For the past 3-4 months, I have had this growing, gnawing attack of conscience.  I knew something was not right about the way I was eating and I felt ashamed that even though I had all of this education about all of the animal abuse and environmental concerns and moral obligation, I still was able to compartmentalize that information and not follow through in action what I knew in my head to be true.

Somehow, over the course of the last holiday season, I realized that I was ready to reduce my meat intake again.  I had made a personal goal to lose about 25 pounds since late December so a natural part of that goal means forgoing meat and dairy as often as possible.  I’ve been eating more vegan cuisine lately, but I still allow for the possibility of eating meat on rare occasions.  For instance, I went to my grandma’s house last week and she served up siniagang, a traditional Filipino dish of broth, meat and vegetables.  I don’t want to eat meat more than 1-2 times a month, but I’ve realized I can’t beat myself up if I eat meat once in a blue moon.
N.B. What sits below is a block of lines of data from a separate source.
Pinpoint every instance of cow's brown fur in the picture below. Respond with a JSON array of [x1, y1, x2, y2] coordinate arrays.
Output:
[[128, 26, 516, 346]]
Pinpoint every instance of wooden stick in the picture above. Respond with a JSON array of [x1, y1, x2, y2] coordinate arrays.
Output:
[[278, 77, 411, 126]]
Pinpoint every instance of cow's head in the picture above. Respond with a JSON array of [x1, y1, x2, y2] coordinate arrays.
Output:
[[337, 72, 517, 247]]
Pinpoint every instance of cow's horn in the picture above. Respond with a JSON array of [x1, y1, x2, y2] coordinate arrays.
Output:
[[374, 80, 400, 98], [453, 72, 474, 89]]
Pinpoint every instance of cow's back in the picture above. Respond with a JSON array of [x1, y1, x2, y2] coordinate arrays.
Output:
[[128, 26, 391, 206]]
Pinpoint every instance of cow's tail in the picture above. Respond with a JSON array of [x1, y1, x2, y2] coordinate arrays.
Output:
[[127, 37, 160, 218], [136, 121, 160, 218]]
The point is, I am making a concerted effort toward a plant based diet, cutting out meat and reducing dairy intake.

An important documentary that helped seal the deal for me is Forks Over Knives.  Jeanne had been telling me to watch this for months and I finally watched it on Netflix over the weekend with John.

I was a bit stunned, to be honest.  The premise of the film is that there is a clear, unmistakable correlation between meat/dairy intake and a host of chronic health problems that include heart disease, many forms of cancer, diabetes, osteoperosis, obesity and more.

And get this: many of these conditions are treatable if not completely reversible if the patient adopts a whole foods, plant-based diet.

I have known so many people that struggle with many of these health problems.  And yet here is a glaringly simple way to overcome it:  through what we eat.

One statistic that blew me away was how in Norway (a country which adopts a Western diet that includes a lot of meat) had moderately high rates of death due to heart disease.  In 1939, the Nazis invaded and confiscated all of the Norwegians’ cattle and livestock to feed their own German armies.  Stripped of all access to meat and dairy products (including cheese and milk), Norwegians were forced to eat a plant-based diet.   After the Nazi invasion in 1939, their rates of heart disease dropped sharply.  Once the Nazis left in 1945 however and Norwegians got their cattle back, the heart disease rates rose and continued to rise following the war.

I think Forks Over Knives is an incredibly important film that anyone could watch.  I could probably go into this film more in detail, but the best advice I can give is this:  watch it for yourselves.